App Templates — Detailed Guide

App Templates provide a framework for building HDS applications that manage consent-based data collection and sharing. They implement the full lifecycle: creating data requests, inviting users, handling accept/refuse/revoke responses, and accessing shared data.

Overview

The framework has two sides:

Manager side — An application (e.g., a doctor’s dashboard) that creates data collection requests and sends invites to users
Client side — An application (e.g., a patient’s app) that receives requests, lets the user accept/refuse, and shares data

sequenceDiagram
    participant Manager as Manager App<br/>(AppManagingAccount)
    participant Collector as Collector
    participant Invite as CollectorInvite
    participant Client as Client App<br/>(AppClientAccount)
    participant CC as CollectorClient

    Manager->>Collector: createCollector(name)
    Note over Collector: Status: draft
    Manager->>Collector: Edit request (title, sections, items)
    Manager->>Collector: save()
    Manager->>Collector: publish()
    Note over Collector: Status: active

    Manager->>Invite: createInvite(name)
    Note over Invite: Status: pending
    Invite-->>Manager: getSharingData() → {apiEndpoint, eventId}

    Manager-->>Client: Share link (out-of-band)

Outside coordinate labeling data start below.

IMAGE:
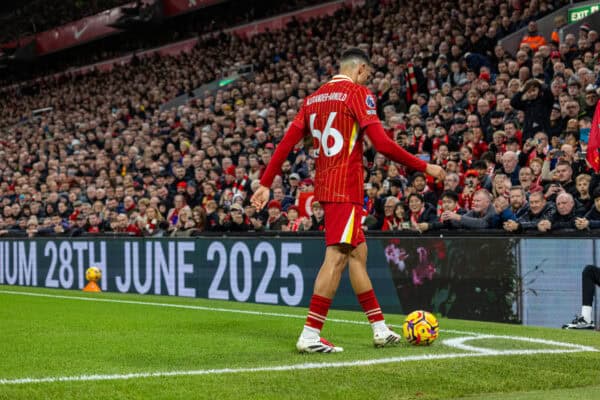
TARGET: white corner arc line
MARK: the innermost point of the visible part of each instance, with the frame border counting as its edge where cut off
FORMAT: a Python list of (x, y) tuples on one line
[(278, 368), (459, 343)]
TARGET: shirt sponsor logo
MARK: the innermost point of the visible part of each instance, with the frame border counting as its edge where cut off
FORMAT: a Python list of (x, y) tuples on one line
[(370, 101)]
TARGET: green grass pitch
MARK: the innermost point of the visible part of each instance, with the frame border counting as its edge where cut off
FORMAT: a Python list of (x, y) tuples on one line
[(70, 345)]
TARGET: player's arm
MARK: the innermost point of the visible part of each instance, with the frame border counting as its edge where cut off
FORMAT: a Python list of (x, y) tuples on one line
[(293, 135), (390, 149)]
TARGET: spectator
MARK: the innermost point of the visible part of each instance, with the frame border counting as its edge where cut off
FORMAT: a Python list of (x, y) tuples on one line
[(582, 184), (480, 217), (539, 210), (536, 100), (294, 219), (533, 39), (566, 213), (503, 212), (389, 222), (237, 221), (276, 220), (420, 212)]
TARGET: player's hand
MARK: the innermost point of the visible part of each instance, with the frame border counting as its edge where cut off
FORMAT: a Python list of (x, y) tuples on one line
[(436, 171), (260, 197)]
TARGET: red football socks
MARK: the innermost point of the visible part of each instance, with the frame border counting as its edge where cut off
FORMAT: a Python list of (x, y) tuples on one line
[(370, 305), (317, 311)]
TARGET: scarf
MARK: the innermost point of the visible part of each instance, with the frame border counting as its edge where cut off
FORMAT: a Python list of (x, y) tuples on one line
[(239, 187), (418, 145), (411, 83)]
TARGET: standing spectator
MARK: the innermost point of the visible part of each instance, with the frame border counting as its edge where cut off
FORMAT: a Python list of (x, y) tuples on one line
[(536, 100), (533, 39), (480, 217), (276, 220)]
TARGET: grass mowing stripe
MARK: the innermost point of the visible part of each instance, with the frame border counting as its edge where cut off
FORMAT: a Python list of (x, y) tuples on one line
[(458, 343), (293, 367), (202, 308)]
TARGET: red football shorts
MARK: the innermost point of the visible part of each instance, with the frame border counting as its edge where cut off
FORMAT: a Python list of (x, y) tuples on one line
[(343, 223)]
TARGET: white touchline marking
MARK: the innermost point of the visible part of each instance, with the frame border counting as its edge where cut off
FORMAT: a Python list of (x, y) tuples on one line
[(458, 343), (202, 308), (278, 368)]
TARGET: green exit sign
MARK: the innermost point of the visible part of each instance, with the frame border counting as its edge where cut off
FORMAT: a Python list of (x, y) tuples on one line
[(579, 13)]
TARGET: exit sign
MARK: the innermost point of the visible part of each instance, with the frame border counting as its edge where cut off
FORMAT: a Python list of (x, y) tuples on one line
[(579, 13)]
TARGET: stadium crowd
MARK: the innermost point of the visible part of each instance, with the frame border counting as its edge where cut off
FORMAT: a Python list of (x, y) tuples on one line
[(511, 132)]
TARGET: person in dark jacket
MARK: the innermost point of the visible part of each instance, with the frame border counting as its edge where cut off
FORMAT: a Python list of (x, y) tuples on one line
[(449, 200), (237, 221), (536, 100), (566, 213), (538, 210), (419, 211), (481, 215), (591, 219)]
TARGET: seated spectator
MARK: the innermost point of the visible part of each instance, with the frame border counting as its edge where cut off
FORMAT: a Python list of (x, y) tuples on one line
[(479, 217), (518, 201), (123, 224), (449, 205), (566, 213), (419, 186), (236, 221), (152, 218), (563, 175), (591, 219), (532, 38), (539, 210), (213, 220), (255, 220), (536, 100), (316, 222), (276, 219), (294, 219), (503, 212), (389, 222), (510, 166), (420, 212), (582, 184)]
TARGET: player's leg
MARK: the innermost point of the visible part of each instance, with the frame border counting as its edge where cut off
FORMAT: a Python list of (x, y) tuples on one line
[(361, 283), (340, 231), (326, 284), (590, 277)]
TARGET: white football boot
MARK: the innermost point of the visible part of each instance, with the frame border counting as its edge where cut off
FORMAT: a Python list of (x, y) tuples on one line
[(386, 337), (316, 345)]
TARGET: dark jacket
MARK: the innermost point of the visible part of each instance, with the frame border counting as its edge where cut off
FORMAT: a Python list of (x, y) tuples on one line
[(561, 222), (429, 214), (537, 111), (530, 219), (594, 217), (475, 220)]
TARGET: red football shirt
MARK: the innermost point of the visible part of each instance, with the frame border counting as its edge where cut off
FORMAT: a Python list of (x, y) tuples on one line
[(337, 116)]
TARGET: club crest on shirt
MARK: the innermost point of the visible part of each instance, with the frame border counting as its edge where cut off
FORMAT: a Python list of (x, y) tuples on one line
[(370, 101)]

    Client->>CC: handleIncomingRequest(apiEndpoint, eventId)
    Note over CC: Status: Incoming
    CC->>CC: accept()
    Note over CC: Status: Active
    CC-->>Invite: Response: accept + access token

    Manager->>Collector: checkInbox()
    Note over Invite: Status: active
    Invite-->>Manager: invite.connection → access user data

Class hierarchy

Application (base)
├── AppManagingAccount
│   ├── Collector
│   │   ├── CollectorRequest
│   │   └── CollectorInvite
│   └── (multiple Collectors)
└── AppClientAccount
    ├── CollectorClient
    │   └── CollectorRequest (read-only)
    └── (multiple CollectorClients)

Application (base class)

Both AppManagingAccount and AppClientAccount extend Application.

An Application is defined by:

A connection — pryv.Connection instance
A baseStreamId — Root stream ID under the applications stream
An appName — Display name

Instantiation

// From API endpoint
const app = await AppManagingAccount.newFromApiEndpoint(
  'my-app',     // baseStreamId
  apiEndpoint,  // API endpoint URL
  'My App'      // display name
);

// From existing connection
const app = await AppManagingAccount.newFromConnection(
  'my-app', connection, 'My App'
);

Both factory methods call init() automatically, which creates the necessary stream structure.

Custom settings

Applications can store arbitrary settings as events.

// Save settings
await app.setCustomSettings({ theme: 'dark', notifyEmail: true });

// Get settings
const settings = await app.getCustomSettings();

// Update a single key
await app.setCustomSetting('theme', 'light');

// Delete a key
await app.setCustomSetting('notifyEmail', null);

Stream structure

applications/
└── {baseStreamId}/          ← App root stream
    └── [settings event]     ← Custom settings stored here

AppManagingAccount

Manages data collection campaigns via Collectors. Requires master or personal access rights.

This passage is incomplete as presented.